The paradox is that the nature of military service on operations demands precise language that is critical for the preservation of life. Yet in its bureaucracy, there is a staggering density of verbiage, and political factors must be considered.

Likewise, the important (but only secondary) strategy of peacetime regional engagement is now lauded as the practicing of that still unqualified oxymoron, “soft power”. The recent abandonment of the Kurds in Syria, like the stranding of South Vietnamese in the early 1970s, can only emphasise that security based on any alliance is a fragile endeavour. “Special” relationships don’t exist, only ones of mutual benefit, that cease when they reach a point of imbalance. The current discourse implies that power is better if it’s “soft”, international partners are better if they’re “natural”, and everything is increasingly “fragile”.

The paradox is that the nature of military service on operations demands precise language that is critical for the preservation of life. Yet in its bureaucracy, there is a staggering density of verbiage, and political factors must be considered. How any Australian Defence Force leader can understand their role in the security of the nation from such a vague document verges on not only being a problem of expression, but morality.

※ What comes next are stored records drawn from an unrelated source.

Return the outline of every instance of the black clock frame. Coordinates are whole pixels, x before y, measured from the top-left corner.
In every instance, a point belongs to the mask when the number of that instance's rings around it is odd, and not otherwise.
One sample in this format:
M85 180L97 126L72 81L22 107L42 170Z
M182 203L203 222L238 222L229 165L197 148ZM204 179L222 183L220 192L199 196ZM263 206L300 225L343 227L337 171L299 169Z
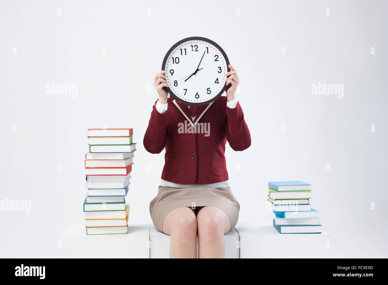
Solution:
M168 58L168 57L170 55L170 54L174 50L175 48L180 45L184 43L185 41L194 41L194 40L199 40L202 41L206 41L207 43L208 43L213 46L217 47L218 50L219 50L221 54L222 54L222 55L223 56L224 58L225 59L225 61L226 63L226 67L227 71L227 72L230 71L230 69L229 68L229 59L228 59L228 57L226 55L226 54L223 51L223 50L216 43L214 42L211 40L209 40L206 38L203 38L200 36L192 36L189 38L186 38L183 39L183 40L181 40L175 43L171 47L168 51L167 52L166 55L165 56L165 58L163 59L163 63L162 64L162 70L165 70L166 68L166 63L167 62L167 59ZM171 96L172 96L177 101L180 102L180 103L183 103L185 105L189 105L189 106L202 106L202 105L207 105L209 104L211 102L213 102L213 101L215 101L218 97L220 96L229 87L230 87L231 85L229 84L229 85L227 86L226 82L225 82L224 83L223 86L222 87L222 89L221 89L221 91L217 94L216 96L214 96L211 99L208 100L206 101L204 101L203 102L193 102L189 103L187 101L185 101L181 99L180 98L178 97L177 96L175 95L174 92L168 87L163 87L163 88L167 92L170 94Z

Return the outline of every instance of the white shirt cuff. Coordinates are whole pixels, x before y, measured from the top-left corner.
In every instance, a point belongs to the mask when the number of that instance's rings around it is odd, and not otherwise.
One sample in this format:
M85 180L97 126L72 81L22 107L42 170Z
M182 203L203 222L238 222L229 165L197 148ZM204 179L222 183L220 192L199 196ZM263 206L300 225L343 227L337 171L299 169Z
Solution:
M167 102L165 104L162 104L158 100L156 102L156 104L155 105L155 107L156 108L156 110L160 114L163 114L167 111Z
M227 101L226 105L228 108L230 108L231 109L234 109L237 107L237 103L238 102L238 101L237 100L237 98L235 98L234 99L229 102Z

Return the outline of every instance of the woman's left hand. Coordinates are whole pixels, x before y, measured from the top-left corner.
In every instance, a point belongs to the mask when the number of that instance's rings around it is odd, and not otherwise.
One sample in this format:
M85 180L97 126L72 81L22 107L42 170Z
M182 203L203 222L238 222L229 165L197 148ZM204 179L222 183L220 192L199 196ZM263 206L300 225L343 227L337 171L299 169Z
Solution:
M228 66L230 69L230 71L225 74L225 75L227 76L225 81L226 81L227 86L231 85L231 86L226 90L226 97L227 98L228 102L230 102L236 97L235 95L236 88L237 88L237 85L239 85L240 79L239 79L239 77L237 76L237 71L234 67L230 64Z

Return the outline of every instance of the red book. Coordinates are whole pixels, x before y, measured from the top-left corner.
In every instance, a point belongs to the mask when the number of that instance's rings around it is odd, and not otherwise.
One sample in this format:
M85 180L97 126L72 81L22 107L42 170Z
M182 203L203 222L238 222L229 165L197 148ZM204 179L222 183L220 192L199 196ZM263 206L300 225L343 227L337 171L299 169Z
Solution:
M88 129L88 137L94 136L131 136L133 134L132 128L106 128Z
M85 168L85 169L86 175L128 175L132 171L132 164L126 167L88 167Z

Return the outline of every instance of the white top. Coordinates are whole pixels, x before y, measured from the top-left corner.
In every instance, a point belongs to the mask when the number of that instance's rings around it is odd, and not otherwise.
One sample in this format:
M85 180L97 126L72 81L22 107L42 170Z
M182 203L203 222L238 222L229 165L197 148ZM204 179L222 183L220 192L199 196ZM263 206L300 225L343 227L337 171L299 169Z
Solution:
M237 98L235 98L233 100L230 102L226 102L226 105L228 108L233 109L237 107L237 103L238 101ZM167 102L165 104L162 104L158 100L155 105L155 108L156 110L160 114L163 114L167 111L168 104ZM190 110L190 106L187 105L189 109ZM192 117L191 119L194 122L195 120L195 116ZM193 183L192 184L179 184L177 183L171 182L170 181L166 181L163 179L160 181L160 186L162 187L172 187L175 188L189 188L192 187L208 187L211 188L218 188L219 187L229 187L229 183L228 180L222 181L220 182L217 183L211 183L210 184L197 184L196 183Z

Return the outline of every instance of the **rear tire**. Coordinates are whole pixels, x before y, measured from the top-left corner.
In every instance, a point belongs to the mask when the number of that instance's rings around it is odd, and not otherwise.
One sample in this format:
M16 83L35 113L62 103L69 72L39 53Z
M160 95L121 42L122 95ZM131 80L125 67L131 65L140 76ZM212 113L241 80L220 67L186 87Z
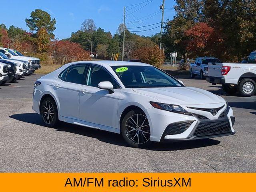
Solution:
M193 70L192 69L190 69L190 78L194 78L195 77L195 74L193 73Z
M237 92L237 86L234 85L233 86L230 84L224 84L222 85L222 89L228 94L234 94Z
M256 83L252 79L244 79L239 83L239 89L242 96L250 97L256 92Z
M148 118L143 111L129 111L122 121L121 133L131 146L144 148L150 143L150 131Z
M58 109L54 100L51 97L44 99L40 108L40 114L44 125L54 127L59 123Z

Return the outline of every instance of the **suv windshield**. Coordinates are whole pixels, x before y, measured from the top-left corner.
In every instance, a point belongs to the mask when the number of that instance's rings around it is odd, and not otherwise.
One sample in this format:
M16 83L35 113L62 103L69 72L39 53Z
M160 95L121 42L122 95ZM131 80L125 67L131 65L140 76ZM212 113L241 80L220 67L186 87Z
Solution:
M217 59L217 58L214 59L202 59L202 64L204 65L208 65L208 63L211 62L220 63L220 61L219 59Z
M17 55L17 54L16 54L12 50L9 49L6 49L6 50L7 51L7 52L10 53L10 54L11 54L12 55L14 55L14 56L15 55Z
M9 59L9 58L8 58L8 57L6 55L5 55L2 52L0 52L0 56L1 56L1 57L2 57L3 59Z
M20 53L18 51L16 51L16 50L14 50L13 52L15 53L16 54L17 54L18 55L20 56L24 56L24 55L22 55L21 53Z
M112 66L127 88L173 87L184 86L170 75L151 66Z

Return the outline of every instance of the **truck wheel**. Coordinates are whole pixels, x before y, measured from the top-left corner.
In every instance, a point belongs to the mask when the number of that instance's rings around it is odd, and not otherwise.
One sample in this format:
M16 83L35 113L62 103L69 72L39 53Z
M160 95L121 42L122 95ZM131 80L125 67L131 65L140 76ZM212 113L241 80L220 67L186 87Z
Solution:
M222 89L228 94L234 94L237 92L237 86L230 84L224 84L222 85Z
M239 92L244 97L250 97L256 92L256 83L252 79L246 78L239 83Z
M192 69L190 69L190 78L193 78L195 77L195 74L193 73Z
M204 75L204 73L203 73L203 71L202 70L200 72L200 79L205 79L205 77Z

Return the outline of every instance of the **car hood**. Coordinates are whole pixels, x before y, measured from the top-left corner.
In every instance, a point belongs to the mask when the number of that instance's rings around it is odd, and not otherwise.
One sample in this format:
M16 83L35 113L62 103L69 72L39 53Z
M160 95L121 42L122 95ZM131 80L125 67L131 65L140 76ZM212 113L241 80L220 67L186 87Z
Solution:
M200 105L225 102L225 100L220 96L195 87L134 88L132 90L154 98L162 103Z
M20 64L23 64L23 63L26 64L26 63L28 62L26 61L22 61L21 60L18 60L17 59L5 59L4 60L6 60L6 61L10 61L10 62L13 62L14 63Z

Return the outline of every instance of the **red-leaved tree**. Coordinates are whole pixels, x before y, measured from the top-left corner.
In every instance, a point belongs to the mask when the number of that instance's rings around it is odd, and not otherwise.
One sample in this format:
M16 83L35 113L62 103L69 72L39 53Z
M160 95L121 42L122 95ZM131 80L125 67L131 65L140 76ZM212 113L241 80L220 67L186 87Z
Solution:
M54 64L63 64L73 61L90 60L90 53L78 43L68 40L54 40L51 42L50 54Z
M185 35L189 38L186 49L194 56L204 56L210 53L213 44L218 40L214 29L207 23L199 22L186 30Z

Fortunately,  the recent discussions on cyber-warfare and the impending rise of hypersonic weapons have been clear. Single-issue zealots will still default to seeing their capability as the solution to all emerging ills. The hammer of long-range strike weapons to meet the new apparent nails of rising regional threats is one such mantra that is here to stay. However, any strategy now is going to need the whole toolbox.

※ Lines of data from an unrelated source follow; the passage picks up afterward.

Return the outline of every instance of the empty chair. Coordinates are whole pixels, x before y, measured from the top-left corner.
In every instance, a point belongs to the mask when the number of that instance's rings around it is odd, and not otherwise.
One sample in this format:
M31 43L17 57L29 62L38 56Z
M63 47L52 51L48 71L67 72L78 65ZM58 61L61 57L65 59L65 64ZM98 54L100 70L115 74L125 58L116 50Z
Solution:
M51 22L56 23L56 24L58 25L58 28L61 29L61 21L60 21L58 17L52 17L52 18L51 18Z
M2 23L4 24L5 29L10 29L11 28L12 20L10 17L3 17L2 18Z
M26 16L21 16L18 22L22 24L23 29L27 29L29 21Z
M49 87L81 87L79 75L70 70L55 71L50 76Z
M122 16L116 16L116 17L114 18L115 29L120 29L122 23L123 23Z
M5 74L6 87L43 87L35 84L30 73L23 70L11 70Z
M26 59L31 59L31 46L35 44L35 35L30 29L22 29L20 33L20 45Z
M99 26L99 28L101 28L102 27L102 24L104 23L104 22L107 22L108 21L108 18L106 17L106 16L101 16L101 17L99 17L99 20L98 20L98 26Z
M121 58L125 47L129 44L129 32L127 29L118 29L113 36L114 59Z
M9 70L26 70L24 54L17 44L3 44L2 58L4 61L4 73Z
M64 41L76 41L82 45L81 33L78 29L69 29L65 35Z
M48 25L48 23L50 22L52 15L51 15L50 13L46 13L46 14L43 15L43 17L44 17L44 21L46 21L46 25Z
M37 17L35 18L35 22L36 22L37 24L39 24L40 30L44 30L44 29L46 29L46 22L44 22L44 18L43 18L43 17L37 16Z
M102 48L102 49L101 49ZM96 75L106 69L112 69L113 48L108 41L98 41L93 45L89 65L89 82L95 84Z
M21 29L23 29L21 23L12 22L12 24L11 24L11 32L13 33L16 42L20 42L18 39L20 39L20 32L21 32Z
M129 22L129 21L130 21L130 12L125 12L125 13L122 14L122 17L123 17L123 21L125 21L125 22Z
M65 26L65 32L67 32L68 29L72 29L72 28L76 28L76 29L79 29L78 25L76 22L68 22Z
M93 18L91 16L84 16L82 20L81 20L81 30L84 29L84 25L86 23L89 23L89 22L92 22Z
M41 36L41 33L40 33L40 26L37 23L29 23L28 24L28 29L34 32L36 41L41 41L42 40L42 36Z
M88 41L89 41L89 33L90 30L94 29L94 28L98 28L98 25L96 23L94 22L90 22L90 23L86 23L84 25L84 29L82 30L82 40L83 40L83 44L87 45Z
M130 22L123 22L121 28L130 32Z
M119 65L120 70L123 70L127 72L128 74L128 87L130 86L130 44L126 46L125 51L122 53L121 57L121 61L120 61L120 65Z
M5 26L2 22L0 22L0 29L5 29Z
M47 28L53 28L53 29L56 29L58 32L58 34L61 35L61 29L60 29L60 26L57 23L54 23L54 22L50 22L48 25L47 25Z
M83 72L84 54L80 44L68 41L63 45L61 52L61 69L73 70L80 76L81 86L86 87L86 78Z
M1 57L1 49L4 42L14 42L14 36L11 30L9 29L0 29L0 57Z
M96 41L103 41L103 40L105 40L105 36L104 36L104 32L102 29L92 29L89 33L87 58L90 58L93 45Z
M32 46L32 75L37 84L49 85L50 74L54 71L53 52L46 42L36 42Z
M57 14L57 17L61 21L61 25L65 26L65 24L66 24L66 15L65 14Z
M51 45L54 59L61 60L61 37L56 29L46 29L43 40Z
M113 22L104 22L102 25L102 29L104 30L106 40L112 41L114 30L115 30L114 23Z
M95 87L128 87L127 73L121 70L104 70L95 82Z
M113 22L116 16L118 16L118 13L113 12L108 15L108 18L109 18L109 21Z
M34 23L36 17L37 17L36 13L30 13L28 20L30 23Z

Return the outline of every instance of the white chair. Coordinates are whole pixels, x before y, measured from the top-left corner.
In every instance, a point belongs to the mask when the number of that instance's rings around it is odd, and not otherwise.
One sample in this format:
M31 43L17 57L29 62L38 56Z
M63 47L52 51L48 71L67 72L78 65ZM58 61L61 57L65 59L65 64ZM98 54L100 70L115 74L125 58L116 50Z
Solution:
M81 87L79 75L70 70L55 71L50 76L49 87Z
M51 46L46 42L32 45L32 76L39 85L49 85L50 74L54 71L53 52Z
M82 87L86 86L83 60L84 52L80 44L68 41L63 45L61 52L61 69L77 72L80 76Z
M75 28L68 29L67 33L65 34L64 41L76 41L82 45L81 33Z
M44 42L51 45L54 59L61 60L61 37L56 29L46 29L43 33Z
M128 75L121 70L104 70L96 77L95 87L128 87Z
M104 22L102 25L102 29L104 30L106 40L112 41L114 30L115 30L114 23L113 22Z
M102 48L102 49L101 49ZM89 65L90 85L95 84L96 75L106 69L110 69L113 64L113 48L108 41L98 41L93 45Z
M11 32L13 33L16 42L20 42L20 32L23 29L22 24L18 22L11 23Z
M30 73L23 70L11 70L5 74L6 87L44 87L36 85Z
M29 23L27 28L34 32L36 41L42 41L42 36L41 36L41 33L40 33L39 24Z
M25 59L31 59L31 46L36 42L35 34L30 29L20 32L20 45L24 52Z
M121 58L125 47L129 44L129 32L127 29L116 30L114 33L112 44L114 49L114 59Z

Even if the ADF is too small for the defence of Australia, this does not make it an invalid instrument of national power and influence, but the use of plain language in a clear and substantial discussion of strategy is necessary. Strategy must clearly articulate what can and, equally importantly, cannot be done. A discourse on strategy cannot be swamped by the next round of capability and personnel plans, and must not waste pages on environmental and threat discourse unless a critical shift has occurred. The Defence White Paper is neither articulate nor broad enough to include all elements of national strategy. Things need to improve; otherwise the next White Paper may be, as Clive James put it, “overrated to the point of being critically noticed.”